Je me suis d’abord réjouie de cette étude qui confirmait ce que la vie m’avait déjà chargée d’apprendre : mon cerveau si rare mérite de tremper dans le formol pour l’éternité. Mes goûts musicaux correspondaient en tout point à ceux de l’élite intellectuelle. Toutefois, dotée d’une capacité d’analyse hors pair, j’ai dû admettre qu’une faille subsistait dans mon raisonnement. Où était Britney, ma Britney dans tout ça ? Une intuition toute féminine me laissait à penser que Mme Spears ne se trouvait probablement pas aux côtés de Mozart dans ce panthéon. Quels auraient alors été mes propres résultats aux SAT ? Une vague inquiétude m’a saisie. Et puis mes idées d’antan sur la lutte des classes – qui n’a pas un passé de sympathisant anarchiste dans son placard ? – sont venues me rassurer.
Comme tous les tests destinés à établir une hiérarchie, les SAT sont créés pour favoriser la réussite de la classe dominante. En cela, ils concèdent forcément un avantage à ceux qui, dès leur plus jeune âge, ont été stimulés à grands coups de cours de violon, de mathématiques et de cantonnais à chaque fin de semaine. Les SAT ne sont pas simplement des tests d’intelligence, ils sont surtout des tests de connaissance, faits pour valider le parcours d’étudiants baignant dans la haute culture dès leur berceau, forcément beaux, jeunes et branchés.
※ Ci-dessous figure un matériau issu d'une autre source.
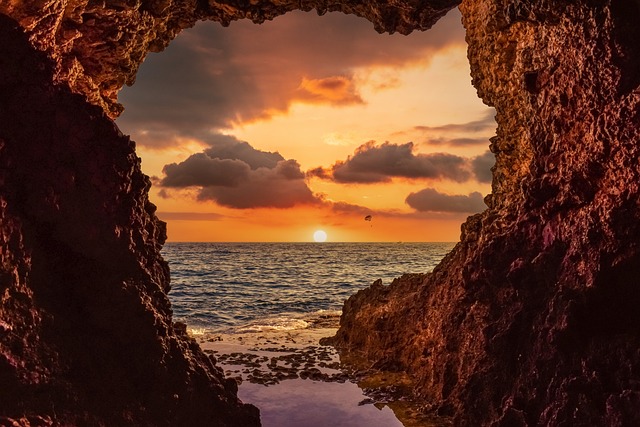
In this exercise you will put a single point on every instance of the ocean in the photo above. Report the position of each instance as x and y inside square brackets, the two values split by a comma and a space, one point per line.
[253, 287]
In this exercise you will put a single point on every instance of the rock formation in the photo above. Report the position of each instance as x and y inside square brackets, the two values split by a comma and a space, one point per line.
[86, 336]
[532, 319]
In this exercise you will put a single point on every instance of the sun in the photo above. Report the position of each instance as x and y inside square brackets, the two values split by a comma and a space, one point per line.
[320, 236]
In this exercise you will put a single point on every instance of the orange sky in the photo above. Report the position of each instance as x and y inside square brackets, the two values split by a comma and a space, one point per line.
[271, 132]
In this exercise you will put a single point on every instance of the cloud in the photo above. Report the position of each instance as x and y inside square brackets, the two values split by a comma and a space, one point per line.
[190, 216]
[202, 170]
[430, 200]
[373, 163]
[211, 77]
[234, 174]
[473, 133]
[485, 124]
[482, 166]
[337, 90]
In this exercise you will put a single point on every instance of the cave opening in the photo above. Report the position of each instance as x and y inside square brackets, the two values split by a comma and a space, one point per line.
[319, 125]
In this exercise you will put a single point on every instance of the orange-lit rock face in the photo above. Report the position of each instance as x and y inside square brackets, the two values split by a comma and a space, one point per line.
[98, 46]
[532, 319]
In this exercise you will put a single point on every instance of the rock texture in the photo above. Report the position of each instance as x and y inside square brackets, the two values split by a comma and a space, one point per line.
[533, 318]
[86, 336]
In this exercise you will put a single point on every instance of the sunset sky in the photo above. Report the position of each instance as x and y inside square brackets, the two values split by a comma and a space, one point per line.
[271, 132]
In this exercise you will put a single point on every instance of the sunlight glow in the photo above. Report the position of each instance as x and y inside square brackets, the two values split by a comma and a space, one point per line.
[320, 236]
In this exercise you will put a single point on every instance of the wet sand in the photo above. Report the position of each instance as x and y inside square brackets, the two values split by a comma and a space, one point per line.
[296, 382]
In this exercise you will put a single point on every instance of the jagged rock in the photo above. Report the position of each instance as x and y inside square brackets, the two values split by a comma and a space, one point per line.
[533, 318]
[85, 323]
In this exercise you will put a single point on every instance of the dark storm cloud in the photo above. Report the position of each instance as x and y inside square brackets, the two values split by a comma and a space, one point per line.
[373, 163]
[236, 175]
[229, 147]
[430, 200]
[211, 77]
[482, 165]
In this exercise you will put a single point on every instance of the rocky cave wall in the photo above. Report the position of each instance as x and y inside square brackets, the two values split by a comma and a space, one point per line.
[532, 319]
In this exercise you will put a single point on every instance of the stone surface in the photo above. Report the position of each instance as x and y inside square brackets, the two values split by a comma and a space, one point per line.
[531, 320]
[85, 323]
[98, 45]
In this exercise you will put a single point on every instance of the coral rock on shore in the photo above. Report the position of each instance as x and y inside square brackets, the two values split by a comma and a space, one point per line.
[533, 318]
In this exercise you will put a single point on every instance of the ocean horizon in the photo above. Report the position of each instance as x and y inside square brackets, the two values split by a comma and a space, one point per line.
[236, 287]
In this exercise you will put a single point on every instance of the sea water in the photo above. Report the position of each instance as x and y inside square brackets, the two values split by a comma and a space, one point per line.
[240, 287]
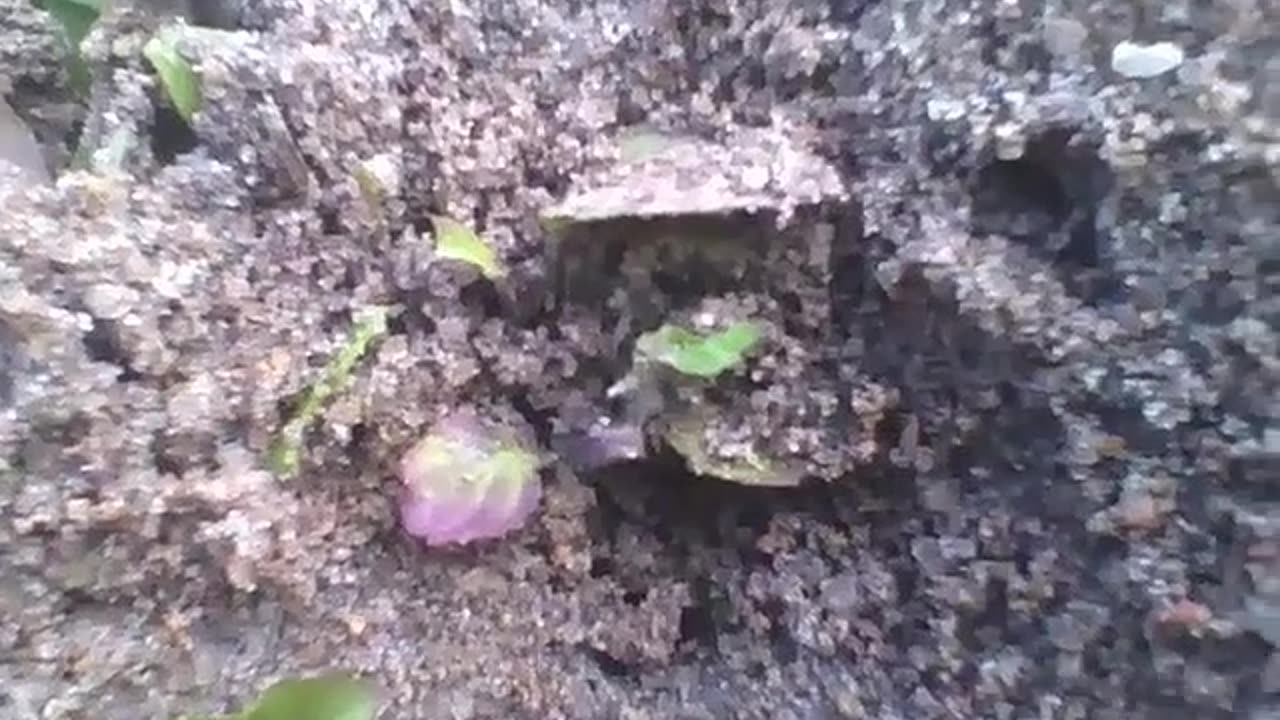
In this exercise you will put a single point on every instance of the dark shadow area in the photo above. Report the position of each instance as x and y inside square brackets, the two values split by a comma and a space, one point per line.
[1048, 200]
[170, 136]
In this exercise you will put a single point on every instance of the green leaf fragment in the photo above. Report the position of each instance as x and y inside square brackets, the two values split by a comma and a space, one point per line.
[76, 18]
[325, 697]
[688, 436]
[284, 456]
[693, 354]
[176, 74]
[456, 241]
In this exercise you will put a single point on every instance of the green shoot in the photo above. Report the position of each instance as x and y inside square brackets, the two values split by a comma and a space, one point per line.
[176, 73]
[286, 452]
[693, 354]
[76, 19]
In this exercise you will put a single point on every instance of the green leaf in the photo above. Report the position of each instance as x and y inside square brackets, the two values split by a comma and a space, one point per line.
[179, 80]
[325, 697]
[284, 456]
[688, 436]
[704, 356]
[76, 17]
[456, 241]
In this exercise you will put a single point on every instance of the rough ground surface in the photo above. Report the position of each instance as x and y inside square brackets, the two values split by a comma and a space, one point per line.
[1041, 365]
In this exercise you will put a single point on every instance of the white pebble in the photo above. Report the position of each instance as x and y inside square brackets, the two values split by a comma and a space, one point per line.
[1134, 60]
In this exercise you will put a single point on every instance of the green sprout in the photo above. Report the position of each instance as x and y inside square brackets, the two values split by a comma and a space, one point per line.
[284, 456]
[456, 241]
[323, 697]
[693, 354]
[176, 73]
[76, 19]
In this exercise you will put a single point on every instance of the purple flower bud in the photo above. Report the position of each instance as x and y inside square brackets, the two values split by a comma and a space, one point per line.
[467, 481]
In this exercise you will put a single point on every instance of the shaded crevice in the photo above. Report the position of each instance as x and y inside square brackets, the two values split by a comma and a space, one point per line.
[103, 343]
[1048, 200]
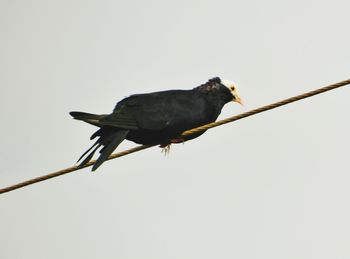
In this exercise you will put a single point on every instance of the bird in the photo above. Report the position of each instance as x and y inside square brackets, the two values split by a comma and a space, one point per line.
[157, 118]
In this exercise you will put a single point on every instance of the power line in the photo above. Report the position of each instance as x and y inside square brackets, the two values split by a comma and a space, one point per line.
[185, 134]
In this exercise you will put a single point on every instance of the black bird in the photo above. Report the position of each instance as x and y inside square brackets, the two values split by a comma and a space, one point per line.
[157, 118]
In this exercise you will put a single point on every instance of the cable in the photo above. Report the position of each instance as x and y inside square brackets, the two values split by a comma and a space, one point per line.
[185, 134]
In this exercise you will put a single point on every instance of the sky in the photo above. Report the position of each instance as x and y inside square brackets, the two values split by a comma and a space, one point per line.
[275, 185]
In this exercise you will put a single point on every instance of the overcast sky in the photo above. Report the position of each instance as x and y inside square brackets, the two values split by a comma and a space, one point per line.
[275, 185]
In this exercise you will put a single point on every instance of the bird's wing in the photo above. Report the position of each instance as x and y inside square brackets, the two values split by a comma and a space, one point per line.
[144, 111]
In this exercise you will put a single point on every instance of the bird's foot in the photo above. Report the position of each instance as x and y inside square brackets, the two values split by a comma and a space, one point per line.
[166, 147]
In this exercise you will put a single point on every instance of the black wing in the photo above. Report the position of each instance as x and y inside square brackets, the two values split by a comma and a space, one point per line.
[181, 109]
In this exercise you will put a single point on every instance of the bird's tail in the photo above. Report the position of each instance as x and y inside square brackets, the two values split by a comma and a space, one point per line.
[93, 119]
[109, 138]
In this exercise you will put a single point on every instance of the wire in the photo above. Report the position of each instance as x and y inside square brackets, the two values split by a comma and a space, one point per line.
[185, 134]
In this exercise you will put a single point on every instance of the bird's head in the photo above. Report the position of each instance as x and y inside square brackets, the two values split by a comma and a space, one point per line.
[233, 90]
[225, 90]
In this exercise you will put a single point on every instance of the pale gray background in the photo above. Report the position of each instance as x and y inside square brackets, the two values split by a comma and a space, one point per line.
[276, 185]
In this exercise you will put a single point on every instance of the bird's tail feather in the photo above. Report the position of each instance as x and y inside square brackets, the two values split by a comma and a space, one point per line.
[93, 119]
[109, 138]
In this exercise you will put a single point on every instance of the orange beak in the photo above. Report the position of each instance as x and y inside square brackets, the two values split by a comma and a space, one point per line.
[238, 100]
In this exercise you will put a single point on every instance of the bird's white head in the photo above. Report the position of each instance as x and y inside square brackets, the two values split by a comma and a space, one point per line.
[233, 89]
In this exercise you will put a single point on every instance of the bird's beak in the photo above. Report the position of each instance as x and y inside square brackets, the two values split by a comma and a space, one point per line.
[238, 100]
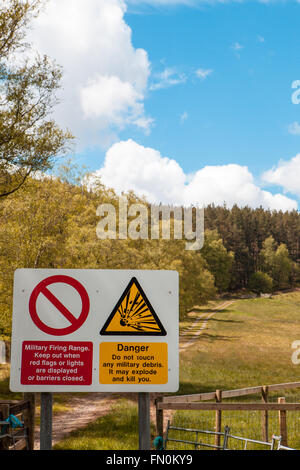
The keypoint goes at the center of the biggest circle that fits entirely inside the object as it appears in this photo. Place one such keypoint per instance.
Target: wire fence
(256, 425)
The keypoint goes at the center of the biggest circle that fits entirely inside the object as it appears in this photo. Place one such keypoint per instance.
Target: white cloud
(169, 77)
(203, 73)
(105, 76)
(130, 166)
(294, 128)
(286, 175)
(237, 46)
Les gens qui réussissent le mieux ces tests sont rarement issus des ghettos de Detroit. Il est par la suite facile pour cette progéniture, gavée de la culture des riches, de se moquer des goûts douteux des enfants des quartiers défavorisés. Qui sait si Lénine, ressuscité, n’aurait pas réclamé un duo avec Lil’ Wayne pour montrer sa solidarité envers les prolétaires du monde entier, écrasés par la domination intellectuelle injuste de Beethoven ?
Je persiste et signe : Britney Spears, figure révolutionnaire ? Oh que si…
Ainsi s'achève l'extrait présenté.